O pior deve ser as testemunhas que não sabem descrever o que viram.
- O nariz era assim, um pouco, mais ou menos como seu, inspetor.
- E as sobrancelhas? As sobrancelhas são importantes.
- Sobrancelhas? Não sei... como as suas, inspetor.
- E os olhos? 
- Os olhos claros, como os...
- Já sei. Os meus. O queixo?
- Parecido com o seu.
- Inspetor, onde é que o senhor estava na noite do crime?
- Cala a boca e desenha, Lúcio. 
E há os indecisos.
- Era chinês.
- Ou era chinês ou tinha dormido mal.
E deve haver a testemunha literária!
- Nariz adunco, como de uma ave de rapina. A testa escondida pelos cabelos em desalinho. Pelos seus olhos, vez que outra, passava uma sombra como uma má lembrança. A boca de uma sensualidade agressiva mas ao mesmo tempo tímida, algo reticente nos cantos, com uma certa arrogância no lábio superior que o lábio inferior refutava e o queixo desmentia. Narinas vívidas, como as de um velho cavalo. Mais não posso dizer porque só o vi por dois segundos.
Os sucintos:
- Era o Charles Bronson com o nariz da Maria Alcina.
- Tipo Austregésilo de Athayde, mas com bigodes mexicanos.
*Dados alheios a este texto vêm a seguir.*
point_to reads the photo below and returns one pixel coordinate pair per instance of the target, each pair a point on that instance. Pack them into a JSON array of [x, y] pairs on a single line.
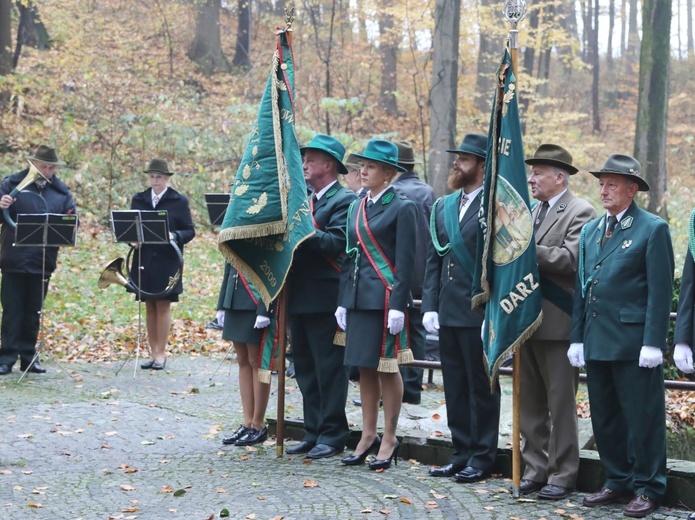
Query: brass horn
[[113, 273], [31, 177]]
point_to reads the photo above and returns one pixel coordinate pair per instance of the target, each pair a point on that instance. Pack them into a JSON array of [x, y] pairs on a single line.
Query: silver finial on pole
[[514, 11]]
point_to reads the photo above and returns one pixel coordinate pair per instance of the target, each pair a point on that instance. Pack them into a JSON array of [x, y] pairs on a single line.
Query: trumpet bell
[[113, 273]]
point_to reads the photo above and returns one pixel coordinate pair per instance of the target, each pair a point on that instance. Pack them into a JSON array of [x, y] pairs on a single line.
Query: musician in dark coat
[[23, 268], [245, 323], [619, 328], [160, 262], [382, 229], [409, 184], [472, 410], [313, 296]]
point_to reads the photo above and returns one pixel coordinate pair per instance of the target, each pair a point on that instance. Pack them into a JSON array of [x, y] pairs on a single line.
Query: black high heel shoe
[[386, 463], [356, 460]]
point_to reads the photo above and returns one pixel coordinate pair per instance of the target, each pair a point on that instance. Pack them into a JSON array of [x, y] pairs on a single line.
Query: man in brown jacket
[[550, 446]]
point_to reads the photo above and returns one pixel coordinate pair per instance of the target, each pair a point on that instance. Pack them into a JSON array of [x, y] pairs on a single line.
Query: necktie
[[541, 215], [462, 206], [610, 226]]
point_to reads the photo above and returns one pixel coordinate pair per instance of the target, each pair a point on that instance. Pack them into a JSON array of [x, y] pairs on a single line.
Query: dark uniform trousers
[[21, 320], [321, 376], [466, 385]]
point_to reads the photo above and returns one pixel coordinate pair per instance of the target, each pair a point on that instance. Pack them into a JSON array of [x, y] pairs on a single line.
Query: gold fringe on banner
[[387, 365], [340, 338], [264, 376], [405, 356]]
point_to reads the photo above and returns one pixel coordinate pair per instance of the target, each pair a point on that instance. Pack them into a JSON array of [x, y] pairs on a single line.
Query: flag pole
[[514, 11], [282, 311]]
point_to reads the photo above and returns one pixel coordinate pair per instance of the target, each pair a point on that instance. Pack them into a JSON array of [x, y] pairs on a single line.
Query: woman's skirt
[[238, 327], [365, 332]]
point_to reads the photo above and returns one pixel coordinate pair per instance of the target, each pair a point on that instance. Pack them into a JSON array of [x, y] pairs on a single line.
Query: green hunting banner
[[268, 214], [506, 274]]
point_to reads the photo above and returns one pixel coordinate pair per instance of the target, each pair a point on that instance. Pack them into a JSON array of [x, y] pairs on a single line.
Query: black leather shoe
[[301, 448], [322, 451], [35, 368], [470, 474], [553, 492], [356, 460], [530, 486], [386, 463], [606, 496], [252, 436], [446, 471], [640, 506], [238, 434]]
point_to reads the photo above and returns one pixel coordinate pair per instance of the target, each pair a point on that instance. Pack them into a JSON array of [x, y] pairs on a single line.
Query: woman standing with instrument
[[381, 231], [160, 262], [245, 324]]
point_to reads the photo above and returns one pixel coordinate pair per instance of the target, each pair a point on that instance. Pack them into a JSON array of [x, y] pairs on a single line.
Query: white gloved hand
[[651, 357], [576, 355], [261, 322], [430, 320], [396, 320], [683, 357], [341, 317]]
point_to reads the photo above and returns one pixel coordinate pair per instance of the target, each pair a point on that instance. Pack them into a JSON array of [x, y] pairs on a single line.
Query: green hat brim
[[643, 185], [552, 162]]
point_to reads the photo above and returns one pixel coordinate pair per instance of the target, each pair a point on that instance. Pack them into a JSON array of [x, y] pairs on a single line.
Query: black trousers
[[21, 297]]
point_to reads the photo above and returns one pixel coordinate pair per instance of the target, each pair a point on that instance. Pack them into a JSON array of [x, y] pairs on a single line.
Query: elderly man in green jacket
[[620, 323]]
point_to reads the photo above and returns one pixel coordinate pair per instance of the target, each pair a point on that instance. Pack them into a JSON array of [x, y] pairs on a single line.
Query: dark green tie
[[610, 226]]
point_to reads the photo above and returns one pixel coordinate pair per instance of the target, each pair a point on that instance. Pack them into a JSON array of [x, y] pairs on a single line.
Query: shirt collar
[[319, 194]]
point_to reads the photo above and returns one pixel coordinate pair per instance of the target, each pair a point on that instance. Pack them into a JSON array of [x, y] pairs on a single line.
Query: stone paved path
[[149, 447]]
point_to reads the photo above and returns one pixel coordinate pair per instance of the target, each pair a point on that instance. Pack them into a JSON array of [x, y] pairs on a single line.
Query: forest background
[[114, 83]]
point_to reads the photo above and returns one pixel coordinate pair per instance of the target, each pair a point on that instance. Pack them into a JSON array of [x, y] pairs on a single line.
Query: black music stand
[[217, 207], [137, 227], [44, 230]]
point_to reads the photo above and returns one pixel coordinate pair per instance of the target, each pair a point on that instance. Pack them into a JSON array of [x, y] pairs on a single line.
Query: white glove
[[341, 317], [396, 320], [683, 357], [576, 355], [430, 320], [651, 357], [261, 322]]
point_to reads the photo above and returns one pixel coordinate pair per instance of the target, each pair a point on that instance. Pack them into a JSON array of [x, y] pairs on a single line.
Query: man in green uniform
[[619, 327]]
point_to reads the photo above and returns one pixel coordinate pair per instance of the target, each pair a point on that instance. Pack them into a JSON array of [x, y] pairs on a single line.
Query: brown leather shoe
[[605, 496], [640, 506]]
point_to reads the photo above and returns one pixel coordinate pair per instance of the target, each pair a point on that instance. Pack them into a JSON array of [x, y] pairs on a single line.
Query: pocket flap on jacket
[[632, 316]]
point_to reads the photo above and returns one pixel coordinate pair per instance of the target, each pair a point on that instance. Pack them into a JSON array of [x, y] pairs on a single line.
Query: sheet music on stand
[[217, 207], [46, 229], [140, 226]]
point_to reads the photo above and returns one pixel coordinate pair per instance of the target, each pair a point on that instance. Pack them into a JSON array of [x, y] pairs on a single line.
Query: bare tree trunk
[[488, 59], [443, 94], [633, 33], [206, 49], [242, 51], [690, 28], [5, 37], [652, 105], [389, 58], [611, 27]]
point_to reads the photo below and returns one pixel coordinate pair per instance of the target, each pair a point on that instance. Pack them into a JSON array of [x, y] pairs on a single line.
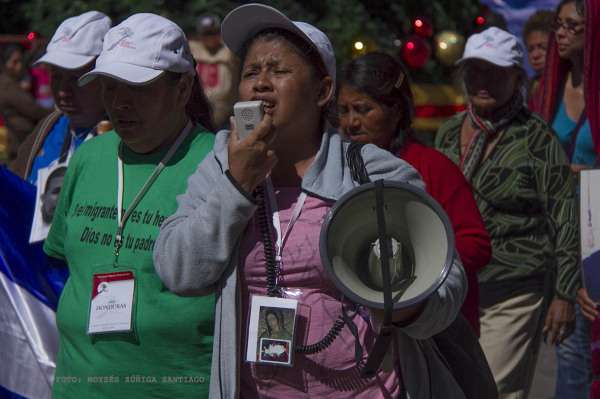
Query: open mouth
[[268, 107], [124, 124]]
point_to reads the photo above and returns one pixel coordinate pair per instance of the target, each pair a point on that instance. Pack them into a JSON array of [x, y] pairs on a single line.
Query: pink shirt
[[331, 373]]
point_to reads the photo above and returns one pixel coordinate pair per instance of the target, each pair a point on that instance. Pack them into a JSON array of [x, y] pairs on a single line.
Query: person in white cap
[[122, 333], [80, 113], [219, 239], [524, 188]]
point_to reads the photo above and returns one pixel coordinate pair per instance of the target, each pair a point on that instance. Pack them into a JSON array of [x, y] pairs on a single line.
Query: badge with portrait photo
[[50, 180], [271, 330], [112, 306]]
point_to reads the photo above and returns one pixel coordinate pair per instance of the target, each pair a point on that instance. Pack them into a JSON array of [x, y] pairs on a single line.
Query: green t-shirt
[[173, 356]]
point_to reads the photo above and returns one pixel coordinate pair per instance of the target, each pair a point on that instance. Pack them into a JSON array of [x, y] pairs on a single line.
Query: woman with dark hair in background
[[18, 107], [535, 36], [375, 105], [117, 321]]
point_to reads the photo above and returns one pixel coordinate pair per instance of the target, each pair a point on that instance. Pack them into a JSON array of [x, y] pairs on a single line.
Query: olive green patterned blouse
[[526, 194]]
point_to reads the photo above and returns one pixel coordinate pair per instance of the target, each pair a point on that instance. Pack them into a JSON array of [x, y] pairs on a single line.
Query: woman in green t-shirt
[[123, 334]]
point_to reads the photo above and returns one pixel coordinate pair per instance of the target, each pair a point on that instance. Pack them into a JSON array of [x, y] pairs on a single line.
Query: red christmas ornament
[[422, 26], [415, 52]]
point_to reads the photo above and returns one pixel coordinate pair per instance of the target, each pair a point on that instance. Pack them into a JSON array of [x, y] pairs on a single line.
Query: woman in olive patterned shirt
[[524, 189]]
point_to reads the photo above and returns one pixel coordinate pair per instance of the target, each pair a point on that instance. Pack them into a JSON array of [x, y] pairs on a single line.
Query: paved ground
[[544, 379]]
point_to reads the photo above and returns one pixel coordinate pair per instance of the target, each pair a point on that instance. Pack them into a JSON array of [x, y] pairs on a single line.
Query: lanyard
[[122, 219], [69, 143], [276, 221]]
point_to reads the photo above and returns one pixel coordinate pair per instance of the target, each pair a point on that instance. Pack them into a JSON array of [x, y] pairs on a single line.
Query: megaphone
[[386, 245], [421, 247]]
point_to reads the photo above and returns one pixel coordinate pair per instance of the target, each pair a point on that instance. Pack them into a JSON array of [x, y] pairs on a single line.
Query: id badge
[[271, 330], [112, 304], [49, 182]]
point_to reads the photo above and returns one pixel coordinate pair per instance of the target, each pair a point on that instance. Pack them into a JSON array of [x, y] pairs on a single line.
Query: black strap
[[356, 164], [574, 133], [387, 331]]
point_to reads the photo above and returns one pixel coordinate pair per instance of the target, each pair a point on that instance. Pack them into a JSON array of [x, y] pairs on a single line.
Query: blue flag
[[29, 292]]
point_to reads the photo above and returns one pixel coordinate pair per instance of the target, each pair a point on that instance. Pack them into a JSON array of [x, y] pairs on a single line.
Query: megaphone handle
[[385, 255], [382, 343]]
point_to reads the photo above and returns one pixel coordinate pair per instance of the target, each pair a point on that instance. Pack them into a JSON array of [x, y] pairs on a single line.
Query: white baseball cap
[[140, 49], [77, 41], [245, 21], [495, 46]]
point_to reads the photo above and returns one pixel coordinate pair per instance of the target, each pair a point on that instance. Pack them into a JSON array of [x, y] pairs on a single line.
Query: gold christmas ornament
[[449, 46]]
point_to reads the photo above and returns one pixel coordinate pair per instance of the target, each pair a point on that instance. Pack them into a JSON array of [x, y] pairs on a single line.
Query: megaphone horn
[[420, 245], [386, 245]]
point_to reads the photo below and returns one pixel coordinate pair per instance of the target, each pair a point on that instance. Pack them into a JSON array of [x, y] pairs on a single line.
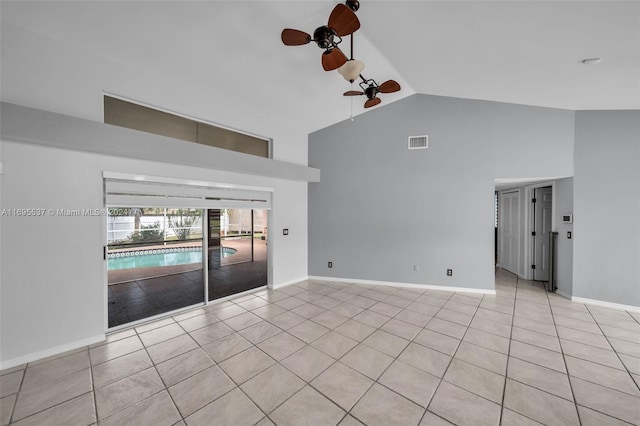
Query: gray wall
[[380, 208], [607, 206], [564, 259]]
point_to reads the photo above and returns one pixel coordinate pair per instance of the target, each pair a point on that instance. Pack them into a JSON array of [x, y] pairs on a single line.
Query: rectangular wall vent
[[419, 142]]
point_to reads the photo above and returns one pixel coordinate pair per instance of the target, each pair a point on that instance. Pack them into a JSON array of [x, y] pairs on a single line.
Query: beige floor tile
[[52, 393], [157, 410], [477, 380], [536, 355], [307, 363], [183, 366], [425, 359], [372, 319], [608, 401], [119, 368], [330, 319], [126, 392], [6, 408], [269, 311], [534, 325], [356, 330], [342, 385], [245, 365], [211, 333], [234, 408], [194, 323], [440, 342], [153, 325], [625, 347], [463, 308], [408, 381], [367, 361], [10, 383], [259, 332], [229, 311], [334, 344], [416, 318], [308, 331], [540, 377], [491, 327], [161, 334], [381, 406], [226, 347], [589, 417], [168, 349], [279, 383], [449, 328], [511, 418], [281, 345], [602, 375], [242, 321], [449, 399], [199, 390], [487, 340], [307, 407], [401, 329], [585, 337], [591, 353], [632, 363], [537, 339], [76, 411], [431, 419], [481, 357], [528, 401], [115, 349], [386, 343]]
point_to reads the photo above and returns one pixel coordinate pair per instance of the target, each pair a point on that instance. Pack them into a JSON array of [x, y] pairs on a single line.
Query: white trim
[[51, 351], [563, 294], [606, 304], [405, 285], [288, 283]]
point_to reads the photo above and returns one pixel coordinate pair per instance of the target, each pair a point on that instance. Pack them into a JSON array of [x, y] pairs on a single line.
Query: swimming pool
[[159, 257]]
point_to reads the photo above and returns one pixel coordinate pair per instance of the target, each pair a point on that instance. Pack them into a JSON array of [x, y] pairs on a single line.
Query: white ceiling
[[526, 52]]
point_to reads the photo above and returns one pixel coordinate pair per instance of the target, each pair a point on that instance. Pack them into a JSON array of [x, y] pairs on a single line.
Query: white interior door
[[542, 226], [509, 230]]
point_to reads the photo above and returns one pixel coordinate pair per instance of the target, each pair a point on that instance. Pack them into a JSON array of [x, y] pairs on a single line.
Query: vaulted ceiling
[[526, 52]]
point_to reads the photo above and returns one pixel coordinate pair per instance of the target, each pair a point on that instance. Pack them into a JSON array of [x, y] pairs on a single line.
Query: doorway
[[541, 219]]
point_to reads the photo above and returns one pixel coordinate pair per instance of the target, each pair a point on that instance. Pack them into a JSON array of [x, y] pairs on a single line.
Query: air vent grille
[[419, 142]]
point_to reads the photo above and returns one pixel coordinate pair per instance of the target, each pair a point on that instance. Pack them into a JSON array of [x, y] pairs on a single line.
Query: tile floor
[[319, 353]]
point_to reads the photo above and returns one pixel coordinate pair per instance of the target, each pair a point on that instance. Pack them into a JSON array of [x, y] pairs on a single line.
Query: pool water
[[160, 259]]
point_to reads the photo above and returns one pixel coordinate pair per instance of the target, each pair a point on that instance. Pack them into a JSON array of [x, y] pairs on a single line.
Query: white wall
[[52, 277], [606, 255]]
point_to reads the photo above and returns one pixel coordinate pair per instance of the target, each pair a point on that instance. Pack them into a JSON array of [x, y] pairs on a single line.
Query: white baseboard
[[606, 304], [286, 283], [50, 352], [405, 285], [563, 294]]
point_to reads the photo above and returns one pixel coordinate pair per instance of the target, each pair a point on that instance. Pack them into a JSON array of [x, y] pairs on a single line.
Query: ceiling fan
[[371, 89], [342, 22]]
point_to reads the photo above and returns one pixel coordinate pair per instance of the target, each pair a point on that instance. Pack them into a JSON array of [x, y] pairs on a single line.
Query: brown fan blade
[[343, 21], [389, 86], [333, 59], [372, 102], [292, 37]]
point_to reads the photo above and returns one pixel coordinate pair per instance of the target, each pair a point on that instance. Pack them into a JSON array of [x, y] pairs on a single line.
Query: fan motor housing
[[323, 36]]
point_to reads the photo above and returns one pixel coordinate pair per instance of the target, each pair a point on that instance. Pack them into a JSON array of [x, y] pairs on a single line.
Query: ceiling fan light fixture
[[351, 69]]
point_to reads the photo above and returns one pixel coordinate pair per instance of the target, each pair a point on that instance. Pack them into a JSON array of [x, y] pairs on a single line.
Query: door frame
[[530, 225]]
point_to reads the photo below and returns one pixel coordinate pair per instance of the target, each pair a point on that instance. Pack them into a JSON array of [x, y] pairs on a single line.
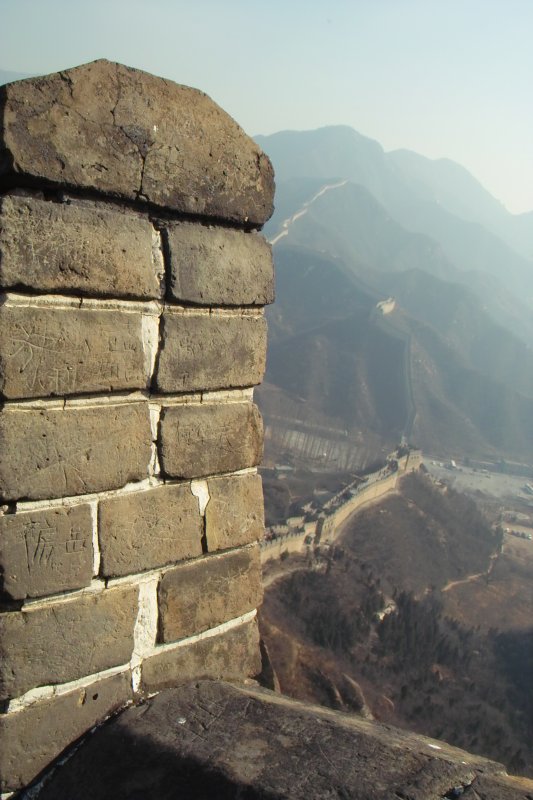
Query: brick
[[201, 595], [77, 246], [219, 266], [45, 551], [230, 656], [234, 514], [63, 641], [199, 440], [201, 351], [125, 133], [74, 450], [31, 738], [50, 351], [149, 529]]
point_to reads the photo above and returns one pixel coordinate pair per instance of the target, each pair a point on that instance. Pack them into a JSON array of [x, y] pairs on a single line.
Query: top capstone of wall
[[106, 128]]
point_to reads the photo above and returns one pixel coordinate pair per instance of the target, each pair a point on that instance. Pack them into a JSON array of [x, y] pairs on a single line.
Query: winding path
[[285, 225]]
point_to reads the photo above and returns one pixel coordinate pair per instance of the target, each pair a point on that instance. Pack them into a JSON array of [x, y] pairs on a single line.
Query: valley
[[417, 614]]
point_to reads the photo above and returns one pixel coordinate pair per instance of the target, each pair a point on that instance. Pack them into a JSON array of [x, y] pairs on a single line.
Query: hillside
[[413, 664], [437, 369], [450, 364]]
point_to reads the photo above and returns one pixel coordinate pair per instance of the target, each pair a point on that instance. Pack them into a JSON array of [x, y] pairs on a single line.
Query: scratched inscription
[[60, 352], [205, 440], [209, 352], [42, 552], [71, 451], [149, 529]]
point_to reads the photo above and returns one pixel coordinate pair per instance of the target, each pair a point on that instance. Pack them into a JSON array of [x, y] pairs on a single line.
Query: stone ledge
[[30, 739], [212, 739]]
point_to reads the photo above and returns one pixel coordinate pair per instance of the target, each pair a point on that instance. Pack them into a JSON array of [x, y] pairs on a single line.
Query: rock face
[[132, 281], [215, 740], [121, 132]]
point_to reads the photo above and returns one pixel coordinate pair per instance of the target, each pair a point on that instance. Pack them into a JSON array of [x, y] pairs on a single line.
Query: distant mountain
[[453, 188], [404, 307], [438, 199], [435, 368]]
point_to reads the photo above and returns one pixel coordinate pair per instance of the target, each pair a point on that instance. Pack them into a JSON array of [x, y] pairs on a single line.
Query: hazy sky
[[449, 78]]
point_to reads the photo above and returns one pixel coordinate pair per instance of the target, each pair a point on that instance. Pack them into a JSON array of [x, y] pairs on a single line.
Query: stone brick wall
[[131, 336]]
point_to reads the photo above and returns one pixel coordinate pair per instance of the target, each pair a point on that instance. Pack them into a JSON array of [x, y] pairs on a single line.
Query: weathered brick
[[201, 351], [73, 450], [198, 440], [45, 551], [219, 266], [51, 351], [125, 133], [77, 246], [149, 529], [63, 641], [230, 656], [31, 738], [208, 592], [235, 514]]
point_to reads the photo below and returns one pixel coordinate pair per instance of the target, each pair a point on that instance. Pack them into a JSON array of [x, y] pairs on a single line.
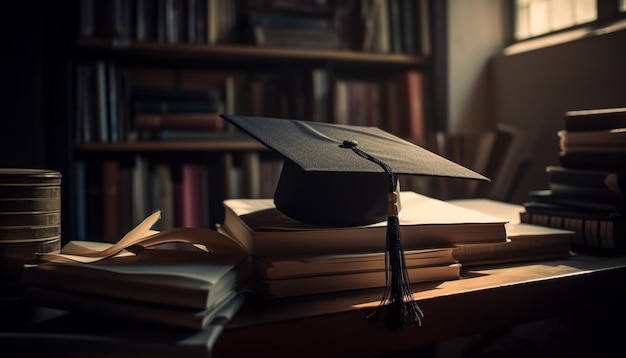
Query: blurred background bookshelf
[[151, 77]]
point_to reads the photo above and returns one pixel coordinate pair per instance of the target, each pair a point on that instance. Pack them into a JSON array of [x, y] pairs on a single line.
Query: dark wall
[[34, 57], [22, 139]]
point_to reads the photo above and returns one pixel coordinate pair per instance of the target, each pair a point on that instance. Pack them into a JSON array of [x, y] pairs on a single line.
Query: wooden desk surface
[[484, 299]]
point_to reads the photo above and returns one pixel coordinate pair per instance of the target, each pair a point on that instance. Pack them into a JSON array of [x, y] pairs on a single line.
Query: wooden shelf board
[[247, 53], [178, 146]]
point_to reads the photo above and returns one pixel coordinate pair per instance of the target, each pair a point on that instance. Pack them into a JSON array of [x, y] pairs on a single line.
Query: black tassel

- Uma miniatura de cachorro boxer, comandante da Varig e beque do Madureira.
- Bota aí: a testa do Jaguar, o nariz do Mitterrand, a boca do porteiro do antigo Freds e o queixo da Virgínia Woolf. Uma orelha da Jaqueline Kennedy e a outra, estranhamente, do neto do Getty.
- A Emilinha Borba de barba depois de um mal voo na ponte aérea com o Nélson Ned. E há as surpresas.
- Bom, era um cara comum. Sei lá. Nariz reto, boca do tamanho médio, sem bigode. Ah, e um olho só, bem no meio da testa.
O ciclope ataca outra vez! 
Experimente você dar as características para o retrato falado de alguém.
- Os olhos de Sandra Brea. Um pouco menos sobrancelha. O nariz de Claire Bloom de 15 anos atrás. A boca de Cláudia Cardinale. O queixo da Elizabeth Savala. Um seio de Laura Antonelli e outro da Sydne Rome. As pernas da Jane Fonda.
- Feito. Mas quem é essa?
- Não sei, mas se encontrarem, tragam-na para mim depressa. E vival

(Luis Fernando Veríssimo. Retrato falado. In: PINTO, Manuel da Costa. Crônica brasileira contemporânea. São Paulo: Salamandra, 2008.)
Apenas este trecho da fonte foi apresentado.